Fortress of Girifalco
The Fortress of Girifalco rises at an altitude of 651 m ASML in an area towering above the whole underlying valley named Val di Chiana. This castle was occupied since the Etruscan and Roman times, at the beginning as sacred and defense area, then as control and defense area. We know from some documents that the first fortress was built here in 1258, but Grand Duke Cosimo I wanted the complete restoration of the town walls (1520) and of the Fortress too because it was connected to the walls; therefore in 1556 the renowned engineer and soldier Gabrio Serbelloni, helped by Francesco Laparelli, Bartolomeo Salti and Ludovico Sernini, started the reconstruction works of the Fortress that were completed in 1561. According to the standard requirements applied by Sangallo in the other Medicean Fortresses, the Fortress of Cortona has a trapezoidal base and four corner bastions of different shape to better adapt to the uneven soil: the Southern bastion of Santa Margherita, the Western bastion of Santa Maria Nuova, the Northern bastion of Sant’Egidio (the one that better shows the typical features of a 16th-century bastion, with semi-circular sides and four emplacements for cannons) and the Eastern bastion of San Giusto. Within the bastions there were cannon embrasures, one of which can be visited. The central fortified tower, called keep, can be visited in its entirety; it is accessible from an external walkway (so-called “via cordonata”) or through a modern internal staircase.

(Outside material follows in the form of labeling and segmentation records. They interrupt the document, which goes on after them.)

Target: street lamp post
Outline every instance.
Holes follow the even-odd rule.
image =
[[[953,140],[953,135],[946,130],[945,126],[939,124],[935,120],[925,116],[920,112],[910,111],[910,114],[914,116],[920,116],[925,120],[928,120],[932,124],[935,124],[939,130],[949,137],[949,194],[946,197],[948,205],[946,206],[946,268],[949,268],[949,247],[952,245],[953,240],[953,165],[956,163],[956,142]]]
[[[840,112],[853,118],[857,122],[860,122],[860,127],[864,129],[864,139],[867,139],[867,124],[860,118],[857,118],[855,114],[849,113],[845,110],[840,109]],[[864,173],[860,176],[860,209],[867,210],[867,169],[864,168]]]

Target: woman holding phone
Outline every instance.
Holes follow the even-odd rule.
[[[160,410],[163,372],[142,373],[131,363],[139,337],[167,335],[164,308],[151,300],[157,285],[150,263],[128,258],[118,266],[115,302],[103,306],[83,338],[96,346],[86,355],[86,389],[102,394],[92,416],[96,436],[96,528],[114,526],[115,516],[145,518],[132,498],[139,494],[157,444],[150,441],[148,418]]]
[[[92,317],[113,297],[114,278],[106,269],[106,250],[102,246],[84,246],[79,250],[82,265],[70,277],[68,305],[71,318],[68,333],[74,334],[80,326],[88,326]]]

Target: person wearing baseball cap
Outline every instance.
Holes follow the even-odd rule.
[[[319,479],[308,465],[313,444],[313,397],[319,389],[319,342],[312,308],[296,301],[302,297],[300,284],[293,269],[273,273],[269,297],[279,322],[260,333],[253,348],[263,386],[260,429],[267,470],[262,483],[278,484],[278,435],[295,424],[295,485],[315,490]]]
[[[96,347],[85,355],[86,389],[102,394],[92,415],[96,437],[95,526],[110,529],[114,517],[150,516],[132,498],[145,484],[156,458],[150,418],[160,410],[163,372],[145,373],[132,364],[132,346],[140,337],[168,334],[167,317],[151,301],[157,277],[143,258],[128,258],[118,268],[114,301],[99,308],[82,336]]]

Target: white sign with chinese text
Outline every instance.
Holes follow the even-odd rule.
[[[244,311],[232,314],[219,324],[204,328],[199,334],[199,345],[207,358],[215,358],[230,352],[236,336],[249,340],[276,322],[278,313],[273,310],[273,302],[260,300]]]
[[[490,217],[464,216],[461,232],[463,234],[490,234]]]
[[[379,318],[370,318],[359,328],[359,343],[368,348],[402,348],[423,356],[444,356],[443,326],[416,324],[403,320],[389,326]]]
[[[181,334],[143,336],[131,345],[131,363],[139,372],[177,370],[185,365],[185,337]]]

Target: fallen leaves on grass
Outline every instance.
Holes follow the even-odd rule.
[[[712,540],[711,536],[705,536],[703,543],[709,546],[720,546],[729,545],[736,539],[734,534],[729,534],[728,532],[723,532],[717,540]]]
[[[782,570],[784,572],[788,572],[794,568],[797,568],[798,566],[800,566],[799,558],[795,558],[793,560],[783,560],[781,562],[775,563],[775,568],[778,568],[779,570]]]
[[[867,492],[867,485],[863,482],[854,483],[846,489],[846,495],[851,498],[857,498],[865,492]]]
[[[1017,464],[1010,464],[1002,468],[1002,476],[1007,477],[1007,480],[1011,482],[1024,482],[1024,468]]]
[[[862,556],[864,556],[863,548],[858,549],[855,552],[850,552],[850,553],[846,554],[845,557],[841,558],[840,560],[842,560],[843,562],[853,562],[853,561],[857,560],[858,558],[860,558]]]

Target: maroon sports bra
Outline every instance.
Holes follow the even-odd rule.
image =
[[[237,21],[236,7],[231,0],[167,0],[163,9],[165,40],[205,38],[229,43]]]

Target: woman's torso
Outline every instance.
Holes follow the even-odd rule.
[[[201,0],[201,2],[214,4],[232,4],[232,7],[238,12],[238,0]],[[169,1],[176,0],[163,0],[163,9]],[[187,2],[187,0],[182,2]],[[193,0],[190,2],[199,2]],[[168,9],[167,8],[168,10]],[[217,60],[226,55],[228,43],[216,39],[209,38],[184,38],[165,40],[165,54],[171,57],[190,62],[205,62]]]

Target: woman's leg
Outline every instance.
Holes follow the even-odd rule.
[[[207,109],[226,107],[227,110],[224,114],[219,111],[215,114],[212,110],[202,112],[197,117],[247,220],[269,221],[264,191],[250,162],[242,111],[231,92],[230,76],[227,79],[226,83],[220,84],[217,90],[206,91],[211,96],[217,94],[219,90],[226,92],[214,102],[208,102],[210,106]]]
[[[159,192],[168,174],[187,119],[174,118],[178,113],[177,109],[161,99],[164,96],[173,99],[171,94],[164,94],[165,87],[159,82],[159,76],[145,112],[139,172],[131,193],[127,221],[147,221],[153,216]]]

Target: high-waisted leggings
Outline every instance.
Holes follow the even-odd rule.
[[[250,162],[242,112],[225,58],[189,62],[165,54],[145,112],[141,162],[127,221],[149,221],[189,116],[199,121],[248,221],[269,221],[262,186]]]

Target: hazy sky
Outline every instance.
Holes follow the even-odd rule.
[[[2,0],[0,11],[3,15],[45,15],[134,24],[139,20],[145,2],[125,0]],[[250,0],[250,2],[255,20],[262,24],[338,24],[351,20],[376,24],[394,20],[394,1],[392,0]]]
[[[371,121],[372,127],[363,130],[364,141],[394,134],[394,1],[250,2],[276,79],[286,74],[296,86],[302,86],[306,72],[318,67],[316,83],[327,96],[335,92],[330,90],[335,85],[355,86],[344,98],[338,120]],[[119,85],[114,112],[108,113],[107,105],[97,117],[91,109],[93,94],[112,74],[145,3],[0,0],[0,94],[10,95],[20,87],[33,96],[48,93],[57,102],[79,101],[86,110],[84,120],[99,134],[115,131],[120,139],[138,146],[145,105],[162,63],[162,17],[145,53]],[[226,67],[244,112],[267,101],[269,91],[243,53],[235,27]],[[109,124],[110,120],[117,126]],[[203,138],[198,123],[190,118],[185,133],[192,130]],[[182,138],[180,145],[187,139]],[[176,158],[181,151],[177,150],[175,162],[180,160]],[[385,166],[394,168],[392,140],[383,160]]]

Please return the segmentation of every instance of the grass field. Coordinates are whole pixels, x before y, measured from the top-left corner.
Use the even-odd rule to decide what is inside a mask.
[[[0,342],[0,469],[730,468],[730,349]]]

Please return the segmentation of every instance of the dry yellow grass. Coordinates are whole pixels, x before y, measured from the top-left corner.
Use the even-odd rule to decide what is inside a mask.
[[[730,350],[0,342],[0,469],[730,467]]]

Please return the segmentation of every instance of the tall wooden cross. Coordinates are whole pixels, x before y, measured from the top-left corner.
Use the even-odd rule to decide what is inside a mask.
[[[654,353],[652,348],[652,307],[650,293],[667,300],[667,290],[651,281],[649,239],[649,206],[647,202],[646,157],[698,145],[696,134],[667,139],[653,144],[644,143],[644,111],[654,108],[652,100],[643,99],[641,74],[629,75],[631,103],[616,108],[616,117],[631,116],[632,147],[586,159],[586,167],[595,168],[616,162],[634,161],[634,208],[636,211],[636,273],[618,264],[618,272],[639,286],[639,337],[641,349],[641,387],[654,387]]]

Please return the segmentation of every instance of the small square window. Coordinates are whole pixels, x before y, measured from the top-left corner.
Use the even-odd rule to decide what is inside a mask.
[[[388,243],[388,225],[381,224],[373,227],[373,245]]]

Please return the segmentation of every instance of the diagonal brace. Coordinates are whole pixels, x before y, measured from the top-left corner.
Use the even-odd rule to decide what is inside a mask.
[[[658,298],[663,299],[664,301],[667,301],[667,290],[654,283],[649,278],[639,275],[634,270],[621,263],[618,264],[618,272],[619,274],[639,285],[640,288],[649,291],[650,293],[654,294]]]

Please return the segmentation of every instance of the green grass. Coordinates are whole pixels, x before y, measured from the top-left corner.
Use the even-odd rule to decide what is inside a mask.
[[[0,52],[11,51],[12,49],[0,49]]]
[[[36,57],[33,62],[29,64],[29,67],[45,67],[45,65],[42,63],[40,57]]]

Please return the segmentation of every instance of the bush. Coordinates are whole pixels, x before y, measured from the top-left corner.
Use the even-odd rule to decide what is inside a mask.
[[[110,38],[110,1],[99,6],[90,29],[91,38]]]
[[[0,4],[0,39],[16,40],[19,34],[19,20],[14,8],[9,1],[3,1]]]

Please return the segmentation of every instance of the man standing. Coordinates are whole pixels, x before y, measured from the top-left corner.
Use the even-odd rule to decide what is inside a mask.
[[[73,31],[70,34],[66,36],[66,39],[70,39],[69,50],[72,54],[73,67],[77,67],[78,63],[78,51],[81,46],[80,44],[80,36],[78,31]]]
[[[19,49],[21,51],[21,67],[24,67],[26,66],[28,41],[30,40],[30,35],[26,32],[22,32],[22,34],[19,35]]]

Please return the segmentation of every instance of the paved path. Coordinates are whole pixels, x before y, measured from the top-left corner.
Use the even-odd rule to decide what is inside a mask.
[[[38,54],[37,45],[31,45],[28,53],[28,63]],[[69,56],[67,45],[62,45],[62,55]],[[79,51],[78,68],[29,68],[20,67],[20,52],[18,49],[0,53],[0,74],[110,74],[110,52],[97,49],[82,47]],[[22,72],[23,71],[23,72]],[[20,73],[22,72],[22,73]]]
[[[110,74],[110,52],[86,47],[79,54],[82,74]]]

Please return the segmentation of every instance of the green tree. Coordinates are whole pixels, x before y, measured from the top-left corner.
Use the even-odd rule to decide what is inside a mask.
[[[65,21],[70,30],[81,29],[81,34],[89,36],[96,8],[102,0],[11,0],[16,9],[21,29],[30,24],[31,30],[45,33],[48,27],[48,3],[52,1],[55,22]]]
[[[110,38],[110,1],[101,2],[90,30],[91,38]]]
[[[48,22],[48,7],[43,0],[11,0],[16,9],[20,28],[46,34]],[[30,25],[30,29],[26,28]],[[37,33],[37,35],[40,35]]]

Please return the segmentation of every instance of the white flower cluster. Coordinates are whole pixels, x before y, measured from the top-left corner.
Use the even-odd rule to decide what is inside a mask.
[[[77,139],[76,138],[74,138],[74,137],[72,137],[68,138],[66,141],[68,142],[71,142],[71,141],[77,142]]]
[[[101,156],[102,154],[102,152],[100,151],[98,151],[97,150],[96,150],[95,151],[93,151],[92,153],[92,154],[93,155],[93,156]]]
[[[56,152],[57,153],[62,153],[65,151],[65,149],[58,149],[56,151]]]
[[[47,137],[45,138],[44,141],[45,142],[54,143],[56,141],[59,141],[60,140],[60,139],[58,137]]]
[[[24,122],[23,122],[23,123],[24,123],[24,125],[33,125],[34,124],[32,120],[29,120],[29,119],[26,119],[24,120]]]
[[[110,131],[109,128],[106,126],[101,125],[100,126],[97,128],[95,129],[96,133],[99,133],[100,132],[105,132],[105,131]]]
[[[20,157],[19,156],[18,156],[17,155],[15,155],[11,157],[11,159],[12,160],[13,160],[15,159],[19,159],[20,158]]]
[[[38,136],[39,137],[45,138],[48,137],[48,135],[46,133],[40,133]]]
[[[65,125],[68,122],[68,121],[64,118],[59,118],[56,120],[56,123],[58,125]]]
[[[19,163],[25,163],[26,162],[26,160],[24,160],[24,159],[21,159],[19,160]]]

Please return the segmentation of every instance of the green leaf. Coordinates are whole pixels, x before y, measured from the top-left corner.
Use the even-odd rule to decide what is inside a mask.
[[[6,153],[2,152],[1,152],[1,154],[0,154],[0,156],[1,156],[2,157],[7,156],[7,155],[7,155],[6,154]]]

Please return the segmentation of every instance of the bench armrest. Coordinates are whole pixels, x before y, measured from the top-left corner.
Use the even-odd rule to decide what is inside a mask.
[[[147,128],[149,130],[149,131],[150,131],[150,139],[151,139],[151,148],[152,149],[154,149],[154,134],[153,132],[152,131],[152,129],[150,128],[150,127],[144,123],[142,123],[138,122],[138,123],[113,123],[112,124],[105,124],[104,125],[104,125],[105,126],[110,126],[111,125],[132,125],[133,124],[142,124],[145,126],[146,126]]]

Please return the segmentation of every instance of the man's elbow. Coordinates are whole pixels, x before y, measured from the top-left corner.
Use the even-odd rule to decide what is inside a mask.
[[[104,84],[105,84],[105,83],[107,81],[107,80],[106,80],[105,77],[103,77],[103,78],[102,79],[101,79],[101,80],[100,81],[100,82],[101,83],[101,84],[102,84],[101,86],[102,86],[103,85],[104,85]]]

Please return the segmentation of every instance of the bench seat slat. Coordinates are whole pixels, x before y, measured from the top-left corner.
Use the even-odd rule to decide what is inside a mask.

At the moment the Fortress is open to the public during the summer, and is becoming an important center for contemporary art as well as a space used for exhibitions or cultural events.
Outside the town walls: Fortress of Pierle
This is an astounding example of castle built up to defend and protect important mountain paths; the castle is located along the road leading to Umbertide in Umbria and from there to the Val Tiberina, the region Marche and the Adriatic Sea.
This Fortress was built under the Casali domination towards the end of the 13th century, in a literally breathtaking location. When in 1409 Cortona was conquered by the king of Naples Ladislaus, this castle too was sold to the Florentine Republic together with the town. Four towers (two of which are still in place) rose up over its huge rectangular base.
The hamlet built at the foot of the castle, partly still inhabited, is really interesting to be visited.